À partir de ces grandes conclusions, les auteurs mettent en évidence certaines implications pédagogiques sur :

– les compétences transversales : il faut intégrer les TIC en tant que compétence transversale. « Si un cours d’informatique favorise l’appropriation des outils de base, le réinvestissement soutenu et structuré des connaissances en TIC dans les diverses matières et tout au long du secondaire permet un développement encore plus grand d’une compétence donnée. » (p. 175)

– le développement des compétences en TIC, qui devrait être réalisé en fonction des tâches pédagogiques à accomplir, bref par la pratique précise et progressive.

– l’accès aux TIC : « L’utilisation répandue et soutenue des TIC dans une école donnée repose sur un accès facile aux outils. Dans ce dessein, les classes devraient être munies d’ordinateurs avec un accès à Internet. Chaque élève et chaque enseignant devraient idéalement être munis d’un ordinateur portable et avoir accès à un canon de projection et à des imprimantes. » (p. 176) et au moins d’un local avec ordinateurs pour des recherches ponctuelles. Les auteures soulignent aussi qu’à l’heure du sans fil des téléphones portables, des smartboards, etc., « une réflexion s’impose sur la reconfiguration des locaux à l’école, sur le déploiement d’un environnement virtuel et sur le juste recours aux informations en réseau partagées collectivement. » (p. 176).

– l’aide ponctuelle à l’utilisation des TIC : il faut former les enseignants et les soutenir techniquement (une personne-ressource, technicien ou enseignant habitué aux TIC).

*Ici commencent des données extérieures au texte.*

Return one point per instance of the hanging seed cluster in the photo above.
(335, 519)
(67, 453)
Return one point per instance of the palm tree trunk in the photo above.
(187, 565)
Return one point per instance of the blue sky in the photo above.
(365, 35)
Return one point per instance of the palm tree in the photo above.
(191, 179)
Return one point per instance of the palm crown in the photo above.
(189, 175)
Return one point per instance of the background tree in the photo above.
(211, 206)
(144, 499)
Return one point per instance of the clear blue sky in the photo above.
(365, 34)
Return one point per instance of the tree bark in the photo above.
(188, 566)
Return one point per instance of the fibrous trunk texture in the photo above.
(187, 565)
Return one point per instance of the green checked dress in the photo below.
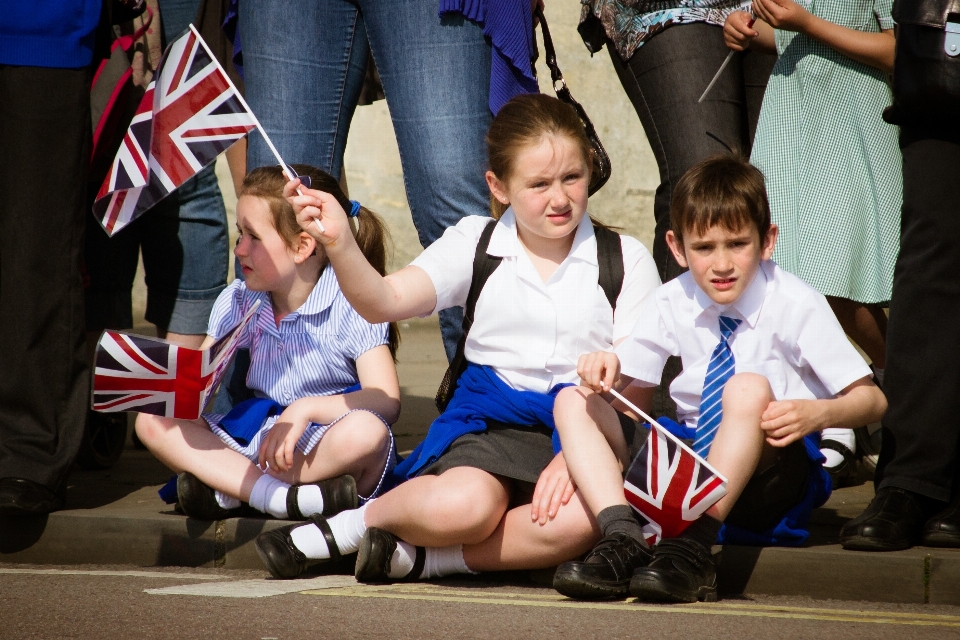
(832, 165)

– la question de transparence pédagogique. Ici les auteures évoquent le partage de connaissances entre les différents participants : mutualisation, création de sites Web (mise enligne de travaux d’élèves et de ressources pour ces derniers) ou utilisation de plateformes et de forums, permettant une meilleure continuité école-maison, une meilleure relation avec les parents.

– la différenciation des tâches : les auteures rappellent que, dans un contexte d’intégration des TIC, on peut réaliser des projets utilisant ou pas les TIC, selon la préférence des élèves, leurs différences, leurs compétences, leurs besoins.

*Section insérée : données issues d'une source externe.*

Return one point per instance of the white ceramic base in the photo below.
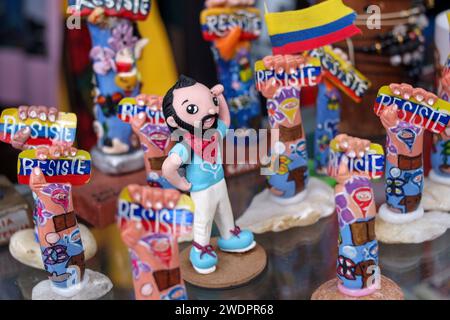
(430, 226)
(117, 164)
(265, 215)
(288, 201)
(436, 193)
(94, 286)
(26, 250)
(390, 216)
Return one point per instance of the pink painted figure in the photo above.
(155, 140)
(201, 117)
(283, 106)
(154, 255)
(440, 156)
(33, 112)
(357, 263)
(19, 140)
(58, 232)
(404, 148)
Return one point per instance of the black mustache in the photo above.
(210, 116)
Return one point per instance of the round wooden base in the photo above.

– la pédagogie de la multilitératie : il faut prendre en compte et développer, dans l’enseignement, la production de textes « multimodaux », c’est-à-dire produits dans un environnement multimédia (intégrant des images, des graphiques, des hyperliens, ou création de livres électroniques par exemple…) et pas seulement écrits sur papier.

– l’enseignement du processus d’écriture : il faut utiliser les TIC à toutes les étapes du processus d’écriture (remue-méninges, brouillons, versions différentes, partage) et pas seulement pour la mise en forme de la version finale.

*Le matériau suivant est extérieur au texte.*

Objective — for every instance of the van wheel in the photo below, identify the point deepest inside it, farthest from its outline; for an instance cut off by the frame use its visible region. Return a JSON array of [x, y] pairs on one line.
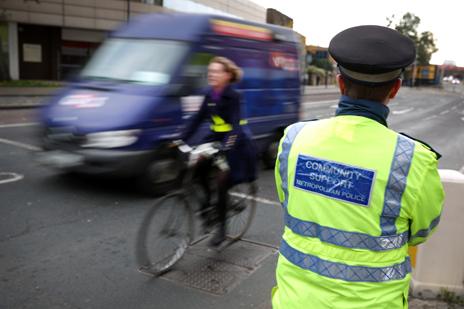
[[160, 176], [270, 153]]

– le cours d’anglais, langue seconde / cours de français, langue maternelle : on peut, grâce aux TIC, utiliser de nombreuses ressources nouvelles (audio, vidéo, forums, blogs, messageries instantanées, clavardages, jumelages, tandem avec un locuteur natif) et utiliser l’ordinateur dans le processus d’écriture et la variété de lectures.

Cet ouvrage, dans lequel les auteures appellent à l’élargissement des études (d’autres ont été menées depuis le début des années 2000), apporte un certain nombre de réponses partielles aux questions nombreuses que pose l’intégration des TIC à l’école. On appréciera la rigueur de l’enquête et des analyses, la volonté d’éviter de s’en tenir à des présupposés ou à des représentations, mais au contraire de confirmer ou infirmer certaines hypothèses de départ. Si les auteures mettent en avant l’apport de l’utilisation des outils TIC combinée à une approche pédagogique par projet, elles n’en excluent pas pour autant d’autres démarches. Plutôt qu’une pédagogie des TIC, elles se prononcent pour une pédagogie de projet par les TIC, réintégrées comme compétence transversale dans les différentes matières, d’autant que les apports qu’elles ont pu mesurer ne sont pas toujours exactement les mêmes. Elles soulignent aussi l’importance des questions matérielles et du contexte d’intégration des TIC, qui suppose des actions en dehors de la classe sur ce contexte. Enfin elles soulignent l’importance du partage et de la mutualisation. On y sera sans nul doute particulièrement sensible en tant que Clionaute, et l’on espère des études de cet intérêt en Histoire-Géographie.